• Current through October 23, 2012

(a) A person may file in the filing office a correction statement with respect to a record indexed there under the person's name if the person believes that the record is inaccurate or was wrongfully filed.

(b) A correction statement must:

(1) Identify the record to which it relates by the file number assigned to the initial financing statement to which the record relates;

(2) Indicate that it is a correction statement; and

(3) Provide the basis for the person's belief that the record is inaccurate and indicate the manner in which the person believes the record should be amended to cure any inaccuracy or provide the basis for the person's belief that the record was wrongfully filed.

(c) The filing of a correction statement does not affect the effectiveness of an initial financing statement or other filed record.

(Oct. 26, 2000, D.C. Law 13-201, § 101, 47 DCR 7576.)





Correction Statements

Former Article 9 did not afford a nonjudicial means for a debtor to correct a financing statement or other record that was inaccurate or wrongfully filed. Subsection (a) affords the debtor the right to file a correction statement. Among other requirements, the correction statement must provide the basis for the debtor's belief that the public record should be corrected. See subsection (b). These provisions, which resemble the analogous remedy in the Fair Credit Reporting Act, 15 U.S.C. § 1681i, afford an aggrieved person the opportunity to state its position on the public record. They do not permit an aggrieved person to change the legal effect of the public record. Thus, although a filed correction statement becomes part of the "financing statement," as defined in Section 9-102, the filing does not affect the effectiveness of the initial financing statement or any other filed record. See subsection (c).

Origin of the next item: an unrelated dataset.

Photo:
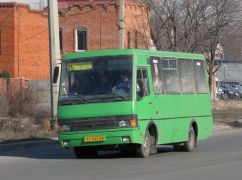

This section does not displace other provisions of this Article that impose liability for making unauthorized filings or failing to file or send a termination statement (see Section 9-625(e)), nor does it displace any available judicial remedies.

Resort to Other Law

This Article cannot provide a satisfactory or complete solution to problems caused by misuse of the public records.   The problem of "bogus" filings is not limited to the UCC filing system but extends to the real-property records, as well.  A summary judicial procedure for correcting the public record and criminal penalties for those who misuse the filing and recording systems are likely to be more effective and put less strain on the filing system than provisions authorizing or requiring action by filing and recording offices.

Legislative History of Laws

For Law 13-201, see notes following § 28:9-101.